Do you remember these lines?
On weekend mornings,
we piled in the car and ate breakfast at Smutzie’s, in New Jersey, then filled
up the tank at Sam Williams’s Mobil, in Pennsylvania.
The day before the
party, we drove out along the winding roads, past Black’s Christmas tree farm
and the LaRue bottle works.
They’re from Gabrielle Hamilton’s wonderful memory piece
"The Lamb Roast" (The New Yorker,
January 17, 2011). They are, in their rich simplicity, examples of my idea of
the ideal sentence. I was looking for them when I recently read Hamilton’s Blood, Bones & Butter (2011), in
which a variation of “The Lamb Roast” appears as Chapter 1. I found them. They’re
different from the New Yorker lines.
They now read:
On weekend mornings we
had breakfast at Smutzie’s in Lambertville, on the Jersey side, but
then we got gas for the car at Sam Williams’s Mobil on the New Hope side.
[My emphasis]
So on this bluish
early summer weekend, Jeffrey drove his new jalopy out the winding country
roads, past Black’s Christmas tree farm, and past the Larue
bottle works. [My emphasis]
In the first sentence, “we piled in the car” has been
deleted, “ate” has been changed to “had,” “in New Jersey” has been changed to
“in Lambertville, on the Jersey side,” “then filled up the tank” has been
changed to “but then we got gas for the car,” and “in Pennsylvania” has been
changed to “on the New Hope side.”
In the second sentence, “The day before the party, we drove”
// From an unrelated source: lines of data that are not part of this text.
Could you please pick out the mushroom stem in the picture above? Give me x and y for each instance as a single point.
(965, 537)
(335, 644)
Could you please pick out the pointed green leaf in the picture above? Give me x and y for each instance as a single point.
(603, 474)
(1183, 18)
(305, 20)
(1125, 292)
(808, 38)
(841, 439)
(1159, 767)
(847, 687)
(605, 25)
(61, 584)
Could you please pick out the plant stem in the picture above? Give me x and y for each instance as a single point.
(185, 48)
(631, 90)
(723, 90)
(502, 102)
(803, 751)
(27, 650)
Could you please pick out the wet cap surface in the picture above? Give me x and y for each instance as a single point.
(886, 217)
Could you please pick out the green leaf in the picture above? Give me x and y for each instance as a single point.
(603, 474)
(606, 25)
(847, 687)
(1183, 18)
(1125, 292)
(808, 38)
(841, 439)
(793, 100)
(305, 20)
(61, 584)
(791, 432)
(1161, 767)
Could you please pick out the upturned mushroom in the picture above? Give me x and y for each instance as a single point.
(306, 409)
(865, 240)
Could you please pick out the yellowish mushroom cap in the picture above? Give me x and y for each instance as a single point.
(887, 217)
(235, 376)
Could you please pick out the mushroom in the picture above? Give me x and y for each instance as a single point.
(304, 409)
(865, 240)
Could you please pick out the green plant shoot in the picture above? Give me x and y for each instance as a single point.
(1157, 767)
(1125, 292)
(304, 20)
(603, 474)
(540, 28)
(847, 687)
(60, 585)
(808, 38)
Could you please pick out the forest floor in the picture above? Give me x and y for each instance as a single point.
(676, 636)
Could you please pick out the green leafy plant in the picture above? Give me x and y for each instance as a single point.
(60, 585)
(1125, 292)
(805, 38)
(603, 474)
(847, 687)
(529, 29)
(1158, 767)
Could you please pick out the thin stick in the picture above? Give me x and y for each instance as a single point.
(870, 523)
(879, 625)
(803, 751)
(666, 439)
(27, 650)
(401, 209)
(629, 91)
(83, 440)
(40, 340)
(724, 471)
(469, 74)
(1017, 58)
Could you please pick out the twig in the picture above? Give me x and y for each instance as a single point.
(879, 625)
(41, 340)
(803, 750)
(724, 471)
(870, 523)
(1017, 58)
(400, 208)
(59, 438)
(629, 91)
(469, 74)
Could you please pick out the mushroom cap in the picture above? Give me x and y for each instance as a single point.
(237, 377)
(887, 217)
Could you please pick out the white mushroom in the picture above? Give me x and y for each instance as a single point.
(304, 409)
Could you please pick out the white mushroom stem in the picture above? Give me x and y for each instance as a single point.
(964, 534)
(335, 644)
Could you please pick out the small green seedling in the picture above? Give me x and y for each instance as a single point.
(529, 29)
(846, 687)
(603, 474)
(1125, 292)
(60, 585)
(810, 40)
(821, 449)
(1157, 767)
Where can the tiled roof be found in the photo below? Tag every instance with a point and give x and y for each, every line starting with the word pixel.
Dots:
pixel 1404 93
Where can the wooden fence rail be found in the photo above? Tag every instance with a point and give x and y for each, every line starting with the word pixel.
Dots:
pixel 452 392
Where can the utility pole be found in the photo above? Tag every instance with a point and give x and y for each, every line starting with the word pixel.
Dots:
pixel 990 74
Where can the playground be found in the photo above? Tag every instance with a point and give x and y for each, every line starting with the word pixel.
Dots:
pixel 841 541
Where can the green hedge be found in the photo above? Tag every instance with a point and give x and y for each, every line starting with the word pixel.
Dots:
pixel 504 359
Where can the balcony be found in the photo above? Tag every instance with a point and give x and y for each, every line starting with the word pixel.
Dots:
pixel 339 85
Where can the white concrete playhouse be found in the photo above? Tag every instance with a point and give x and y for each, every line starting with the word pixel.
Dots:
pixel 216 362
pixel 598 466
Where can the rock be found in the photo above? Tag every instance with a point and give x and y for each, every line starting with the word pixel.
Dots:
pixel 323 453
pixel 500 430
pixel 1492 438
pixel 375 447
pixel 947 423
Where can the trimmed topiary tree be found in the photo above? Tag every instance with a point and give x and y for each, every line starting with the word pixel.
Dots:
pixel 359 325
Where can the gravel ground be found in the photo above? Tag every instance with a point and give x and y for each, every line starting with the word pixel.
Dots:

has been changed to “So on this bluish early summer weekend, Jeffrey drove his
new jalopy,” “out along” has been changed to just “out,” “winding roads” has
been changed to “winding country roads,” and “past Black’s Christmas tree farm
and the LaRue bottle works” has been changed to “past Black’s Christmas tree farm,
and past the Larue bottle works.”
I’m pleased to see that those glorious names – Smutzie’s, Sam
Williams’s Mobil, Black’s Christmas tree farm, LaRue bottle works – remain
untouched, except that the “R” in “LaRue” is now lowercase. It’s the marvelous
specificity of these great names that, for me, makes the sentences so alive. The New Yorker versions are simpler; I
prefer them. Both versions are excellent, illustrating the truth of William
Strunk’s old adage: “the surest way to arouse and hold the attention of the
reader is by being specific, definite, and concrete” (The Elements of Style).